仏壇の前に座って線香に火をつける。墓前に花を供え、手を合わせる。これまで一般的だった故人をしのぶ日本人の風習だ。技術革新が著しいAIの発達で、そんな死者との向き合い方に劇的な変化が起きようとしている──。

 仕事に出かける前、愛する夫に「行ってくるね」と声をかけると、夫は「頑張って。忘れ物はない?」と送り出してくれる。

 帰宅後、会社で起きたトラブルを打ち明けると、「誰にだって失敗はあるさ。きみなら大丈夫」と慰めてくれる。

 優しい笑みをたたえ、悩みや他愛のない世間話も聞いてくれる夫。だが、いつも彼がいるのは液晶画面の中だ。触れることも抱きしめることも叶わない。なぜなら、すでにあの世へと旅立ってしまっているから。

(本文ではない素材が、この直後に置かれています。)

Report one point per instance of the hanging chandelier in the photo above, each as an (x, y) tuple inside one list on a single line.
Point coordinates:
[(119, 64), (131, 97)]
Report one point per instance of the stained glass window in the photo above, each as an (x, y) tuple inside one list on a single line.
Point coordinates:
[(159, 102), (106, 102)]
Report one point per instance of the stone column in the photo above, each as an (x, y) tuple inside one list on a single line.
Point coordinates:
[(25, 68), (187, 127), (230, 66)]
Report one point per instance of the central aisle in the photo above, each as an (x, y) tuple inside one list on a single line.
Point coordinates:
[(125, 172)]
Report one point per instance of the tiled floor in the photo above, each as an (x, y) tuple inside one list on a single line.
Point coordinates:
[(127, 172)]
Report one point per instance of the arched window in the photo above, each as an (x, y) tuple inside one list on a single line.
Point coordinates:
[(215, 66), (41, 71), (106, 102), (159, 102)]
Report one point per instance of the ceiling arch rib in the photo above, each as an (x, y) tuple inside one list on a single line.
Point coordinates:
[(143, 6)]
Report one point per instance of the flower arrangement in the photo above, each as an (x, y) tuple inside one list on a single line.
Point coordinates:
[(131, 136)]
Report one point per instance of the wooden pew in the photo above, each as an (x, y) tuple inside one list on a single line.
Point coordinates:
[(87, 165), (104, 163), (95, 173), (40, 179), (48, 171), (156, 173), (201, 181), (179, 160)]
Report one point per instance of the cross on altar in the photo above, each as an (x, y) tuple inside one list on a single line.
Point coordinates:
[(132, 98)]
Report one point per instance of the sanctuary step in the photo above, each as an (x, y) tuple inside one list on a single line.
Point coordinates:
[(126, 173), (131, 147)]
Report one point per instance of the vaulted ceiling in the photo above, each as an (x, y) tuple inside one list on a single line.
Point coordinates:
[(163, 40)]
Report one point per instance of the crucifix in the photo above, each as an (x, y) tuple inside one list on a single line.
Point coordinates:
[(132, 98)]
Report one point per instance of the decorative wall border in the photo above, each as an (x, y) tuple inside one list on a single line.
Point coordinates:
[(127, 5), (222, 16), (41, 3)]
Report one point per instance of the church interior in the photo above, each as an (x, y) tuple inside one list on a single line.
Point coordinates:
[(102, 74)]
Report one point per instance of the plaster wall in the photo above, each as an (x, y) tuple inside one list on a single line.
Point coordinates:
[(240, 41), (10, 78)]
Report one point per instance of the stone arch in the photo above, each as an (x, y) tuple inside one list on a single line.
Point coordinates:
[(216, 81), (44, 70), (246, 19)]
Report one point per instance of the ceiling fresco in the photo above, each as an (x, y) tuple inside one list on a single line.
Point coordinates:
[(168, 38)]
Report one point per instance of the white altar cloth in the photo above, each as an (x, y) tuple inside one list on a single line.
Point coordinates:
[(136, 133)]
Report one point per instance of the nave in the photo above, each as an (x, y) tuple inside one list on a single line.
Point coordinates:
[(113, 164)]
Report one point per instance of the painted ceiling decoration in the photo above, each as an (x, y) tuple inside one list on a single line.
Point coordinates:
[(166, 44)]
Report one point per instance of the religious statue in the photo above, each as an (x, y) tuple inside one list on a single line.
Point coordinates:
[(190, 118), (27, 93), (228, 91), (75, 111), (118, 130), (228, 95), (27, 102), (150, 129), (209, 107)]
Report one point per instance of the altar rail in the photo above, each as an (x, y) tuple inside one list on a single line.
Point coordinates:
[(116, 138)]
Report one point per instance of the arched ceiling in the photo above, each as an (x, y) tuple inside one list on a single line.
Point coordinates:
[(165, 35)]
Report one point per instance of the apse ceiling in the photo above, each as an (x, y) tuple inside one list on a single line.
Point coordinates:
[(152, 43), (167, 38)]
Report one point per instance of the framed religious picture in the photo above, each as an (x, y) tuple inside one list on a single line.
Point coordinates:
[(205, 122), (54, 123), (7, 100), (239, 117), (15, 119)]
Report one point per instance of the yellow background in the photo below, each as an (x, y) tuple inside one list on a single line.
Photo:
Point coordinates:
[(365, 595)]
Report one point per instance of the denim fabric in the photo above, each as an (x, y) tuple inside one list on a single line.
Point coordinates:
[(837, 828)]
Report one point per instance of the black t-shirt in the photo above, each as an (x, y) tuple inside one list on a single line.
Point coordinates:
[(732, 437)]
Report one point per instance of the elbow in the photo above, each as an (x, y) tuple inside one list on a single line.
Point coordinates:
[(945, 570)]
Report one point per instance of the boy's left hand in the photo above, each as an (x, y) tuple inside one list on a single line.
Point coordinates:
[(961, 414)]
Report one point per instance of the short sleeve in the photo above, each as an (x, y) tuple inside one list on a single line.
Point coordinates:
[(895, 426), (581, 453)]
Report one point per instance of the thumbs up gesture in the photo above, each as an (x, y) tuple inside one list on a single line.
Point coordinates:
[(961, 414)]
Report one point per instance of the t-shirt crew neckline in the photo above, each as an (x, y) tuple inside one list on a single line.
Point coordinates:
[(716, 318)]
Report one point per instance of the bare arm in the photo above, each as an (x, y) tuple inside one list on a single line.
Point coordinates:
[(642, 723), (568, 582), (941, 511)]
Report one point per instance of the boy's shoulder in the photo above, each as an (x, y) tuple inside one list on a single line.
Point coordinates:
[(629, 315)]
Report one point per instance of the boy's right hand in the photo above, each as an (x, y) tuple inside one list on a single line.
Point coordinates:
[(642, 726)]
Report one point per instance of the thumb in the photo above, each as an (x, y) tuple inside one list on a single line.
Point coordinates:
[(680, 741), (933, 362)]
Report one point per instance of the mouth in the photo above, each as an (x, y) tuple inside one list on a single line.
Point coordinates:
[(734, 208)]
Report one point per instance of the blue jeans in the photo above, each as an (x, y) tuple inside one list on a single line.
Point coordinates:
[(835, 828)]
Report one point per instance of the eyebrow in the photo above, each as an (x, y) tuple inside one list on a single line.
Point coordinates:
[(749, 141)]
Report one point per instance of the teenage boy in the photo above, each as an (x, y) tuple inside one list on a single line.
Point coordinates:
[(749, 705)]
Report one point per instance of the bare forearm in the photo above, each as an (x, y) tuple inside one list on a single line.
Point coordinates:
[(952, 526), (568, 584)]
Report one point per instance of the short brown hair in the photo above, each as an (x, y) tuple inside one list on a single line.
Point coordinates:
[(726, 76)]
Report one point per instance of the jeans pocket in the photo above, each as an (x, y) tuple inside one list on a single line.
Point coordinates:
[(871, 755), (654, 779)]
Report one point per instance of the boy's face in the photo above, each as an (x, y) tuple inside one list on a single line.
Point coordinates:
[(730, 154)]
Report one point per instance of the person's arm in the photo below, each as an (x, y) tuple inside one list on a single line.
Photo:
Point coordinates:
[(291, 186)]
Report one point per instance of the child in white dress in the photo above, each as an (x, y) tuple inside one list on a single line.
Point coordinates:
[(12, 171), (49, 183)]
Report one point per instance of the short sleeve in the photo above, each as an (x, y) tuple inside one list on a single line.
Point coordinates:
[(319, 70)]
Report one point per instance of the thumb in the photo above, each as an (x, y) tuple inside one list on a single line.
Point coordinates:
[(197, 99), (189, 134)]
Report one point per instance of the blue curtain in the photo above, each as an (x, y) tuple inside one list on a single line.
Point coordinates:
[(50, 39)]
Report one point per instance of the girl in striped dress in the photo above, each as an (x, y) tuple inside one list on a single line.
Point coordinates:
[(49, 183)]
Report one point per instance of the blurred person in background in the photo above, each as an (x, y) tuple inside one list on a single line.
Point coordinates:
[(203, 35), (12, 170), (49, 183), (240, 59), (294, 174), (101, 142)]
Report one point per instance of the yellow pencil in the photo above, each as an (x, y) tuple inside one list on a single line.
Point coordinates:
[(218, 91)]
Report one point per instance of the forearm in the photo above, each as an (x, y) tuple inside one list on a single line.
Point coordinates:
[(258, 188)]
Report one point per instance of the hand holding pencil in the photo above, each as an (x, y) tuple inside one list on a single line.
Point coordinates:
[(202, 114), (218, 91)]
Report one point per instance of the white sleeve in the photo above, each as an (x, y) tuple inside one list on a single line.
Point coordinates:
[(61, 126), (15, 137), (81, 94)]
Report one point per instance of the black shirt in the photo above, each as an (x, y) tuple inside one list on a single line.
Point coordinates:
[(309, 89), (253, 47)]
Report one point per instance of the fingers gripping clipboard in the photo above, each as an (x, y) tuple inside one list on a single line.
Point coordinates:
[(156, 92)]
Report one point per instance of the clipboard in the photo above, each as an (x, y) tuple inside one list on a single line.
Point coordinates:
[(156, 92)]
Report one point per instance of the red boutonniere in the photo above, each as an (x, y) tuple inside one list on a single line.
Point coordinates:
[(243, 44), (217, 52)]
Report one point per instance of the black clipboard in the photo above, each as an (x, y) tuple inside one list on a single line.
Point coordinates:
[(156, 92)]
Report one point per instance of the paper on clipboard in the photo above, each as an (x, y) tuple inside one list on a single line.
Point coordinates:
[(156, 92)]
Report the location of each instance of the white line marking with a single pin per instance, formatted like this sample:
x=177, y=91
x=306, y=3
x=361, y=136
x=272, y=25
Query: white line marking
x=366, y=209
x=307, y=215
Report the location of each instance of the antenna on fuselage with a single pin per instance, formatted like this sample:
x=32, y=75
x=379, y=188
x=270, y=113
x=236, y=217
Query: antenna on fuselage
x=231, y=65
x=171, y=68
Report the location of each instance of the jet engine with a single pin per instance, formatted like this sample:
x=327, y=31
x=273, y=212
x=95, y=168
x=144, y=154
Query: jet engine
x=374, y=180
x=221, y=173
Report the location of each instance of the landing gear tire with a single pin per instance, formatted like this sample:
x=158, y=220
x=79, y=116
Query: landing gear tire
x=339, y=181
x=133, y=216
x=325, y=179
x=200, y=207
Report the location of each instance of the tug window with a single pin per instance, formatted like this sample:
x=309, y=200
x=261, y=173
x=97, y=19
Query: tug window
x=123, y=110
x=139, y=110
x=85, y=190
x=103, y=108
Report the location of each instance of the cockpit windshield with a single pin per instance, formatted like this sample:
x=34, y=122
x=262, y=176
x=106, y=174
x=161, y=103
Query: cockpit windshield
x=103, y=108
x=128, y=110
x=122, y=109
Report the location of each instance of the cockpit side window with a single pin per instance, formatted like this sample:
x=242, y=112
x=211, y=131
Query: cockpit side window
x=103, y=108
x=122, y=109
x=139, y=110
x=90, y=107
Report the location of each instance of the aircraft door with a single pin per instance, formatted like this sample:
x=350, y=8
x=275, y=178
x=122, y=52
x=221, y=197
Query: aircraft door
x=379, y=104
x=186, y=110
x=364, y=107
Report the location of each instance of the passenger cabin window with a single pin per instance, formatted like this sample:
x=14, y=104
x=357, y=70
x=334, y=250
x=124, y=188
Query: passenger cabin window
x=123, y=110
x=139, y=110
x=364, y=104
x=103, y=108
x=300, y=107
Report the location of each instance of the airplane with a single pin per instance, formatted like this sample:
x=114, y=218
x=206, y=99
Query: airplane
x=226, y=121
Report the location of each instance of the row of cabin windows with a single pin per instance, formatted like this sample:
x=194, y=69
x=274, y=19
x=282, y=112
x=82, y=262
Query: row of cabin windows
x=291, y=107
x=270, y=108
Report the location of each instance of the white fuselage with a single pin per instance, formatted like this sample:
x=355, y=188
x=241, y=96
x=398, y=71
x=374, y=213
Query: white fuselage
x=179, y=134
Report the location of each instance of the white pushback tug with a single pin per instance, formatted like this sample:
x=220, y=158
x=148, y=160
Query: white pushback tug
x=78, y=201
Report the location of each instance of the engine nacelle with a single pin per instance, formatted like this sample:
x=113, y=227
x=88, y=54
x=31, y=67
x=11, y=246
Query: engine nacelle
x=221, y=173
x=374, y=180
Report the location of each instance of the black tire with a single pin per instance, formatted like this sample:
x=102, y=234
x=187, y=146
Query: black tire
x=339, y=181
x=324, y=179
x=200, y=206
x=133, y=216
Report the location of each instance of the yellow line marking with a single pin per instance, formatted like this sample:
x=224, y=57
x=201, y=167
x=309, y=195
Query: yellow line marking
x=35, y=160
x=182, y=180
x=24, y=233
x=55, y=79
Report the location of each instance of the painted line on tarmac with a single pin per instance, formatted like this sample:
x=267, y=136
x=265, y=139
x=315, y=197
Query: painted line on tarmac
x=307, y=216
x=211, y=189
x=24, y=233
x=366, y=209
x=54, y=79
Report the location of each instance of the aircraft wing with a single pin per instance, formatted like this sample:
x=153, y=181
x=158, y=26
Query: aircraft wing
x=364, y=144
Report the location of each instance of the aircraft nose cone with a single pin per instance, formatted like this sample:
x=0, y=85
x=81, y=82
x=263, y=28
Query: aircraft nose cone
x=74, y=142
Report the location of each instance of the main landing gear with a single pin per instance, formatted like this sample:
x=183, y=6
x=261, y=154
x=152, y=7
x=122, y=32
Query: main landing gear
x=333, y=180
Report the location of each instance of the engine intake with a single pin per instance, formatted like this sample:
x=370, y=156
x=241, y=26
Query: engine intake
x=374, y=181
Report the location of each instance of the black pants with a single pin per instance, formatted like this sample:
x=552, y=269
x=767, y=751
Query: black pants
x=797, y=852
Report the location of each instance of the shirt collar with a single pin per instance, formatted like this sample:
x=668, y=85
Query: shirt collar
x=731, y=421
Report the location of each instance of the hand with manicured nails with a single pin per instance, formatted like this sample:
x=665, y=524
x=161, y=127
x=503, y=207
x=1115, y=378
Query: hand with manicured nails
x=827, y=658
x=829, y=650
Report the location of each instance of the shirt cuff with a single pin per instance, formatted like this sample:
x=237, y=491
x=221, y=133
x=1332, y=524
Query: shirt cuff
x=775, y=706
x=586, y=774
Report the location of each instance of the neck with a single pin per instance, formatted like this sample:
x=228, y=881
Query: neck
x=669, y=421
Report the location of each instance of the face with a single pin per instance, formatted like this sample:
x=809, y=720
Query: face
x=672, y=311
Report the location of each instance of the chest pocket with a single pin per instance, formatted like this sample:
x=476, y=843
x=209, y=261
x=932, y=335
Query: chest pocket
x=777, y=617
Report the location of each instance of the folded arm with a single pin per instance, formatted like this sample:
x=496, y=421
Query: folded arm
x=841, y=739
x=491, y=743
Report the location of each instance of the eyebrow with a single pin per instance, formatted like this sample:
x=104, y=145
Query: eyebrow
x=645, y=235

 故人をデジタルで復活させる、「故人AI」と呼ばれるサービスが海外で急速に普及し始めている。

 もう二度と会えないと思っていた愛する人と再会し、共に生きていけるとしたら、それが仮想のサービスであっても、あなたは利用したいと思うだろうか。

新しい記憶も定着できる「故人AI」

 4月18日、「TBS NEWS DIG」が配信した、中国で普及が進む「故人AI」ビジネスを紹介した記事。この記事には、コメントが2000件以上付くなど、ネット上で大きな注目を集めた。

 昨年「故人AI」のビジネスを立ち上げた中国人男性のもとには「事故で亡くなった子供を復活させてほしい」「古い写真からおじいちゃんを復活させてほしい」などの注文が絶えず、これまで1000人以上にサービスを提供してきたという。

「中国では同様のサービスを展開している企業がほかにも10社以上あります。価格は日本円で数千円から数万円程度で、金銭的なハードルはそれほど高くありません」(中国事情に詳しいジャーナリスト)

「故人AI」とは、コンピューターに亡くなった人の写真や動画、音声、その人が書いた文章を読み込ませることで、故人の言動を動画などで再現するサービスのことを指す。

「人工知能(AI)が、故人の“資料”を読み込み、学習するんです。写真を動画のように動かし、声やしゃべり方の癖なども簡単に再現してくれます。家族しか知らない思い出をインプットさせれば、そのときのやり取りもできる。例えば、生前、家族で行った温泉旅行について、画面内の故人が思い出を話し始める、というわけです。

 この『故人AI』のすごいところは、やり取りを重ねれば、新しい記憶も定着できること。“昨日のハンバーグはおいしかった?”“明日は朝早く起きるんでしょ?”などと、意思を持った人間と話しているようなレベルに達することが、技術上は可能なのです」(ITジャーナリスト)

アメリカで普及する“死者と語り合うサービス”

「実は、そうしたサービスはアメリカでは3〜4年前から普及しているんです」

 こう語るのは、国際ジャーナリストの山田敏弘氏。

「2020年夏に、“死者を模倣する”というキャッチコピーで発表された『プロジェクト・ディセンバー』というチャットボット・サービスがそのはしりです。

 チャットボットとは人工知能によって、自動的にテキスト形式での会話を行うプログラムのこと。このサービスの開発者が、自身の亡くなった祖母やスティーブ・ジョブズ氏との会話を作成したと発言して話題を集めました」(山田氏)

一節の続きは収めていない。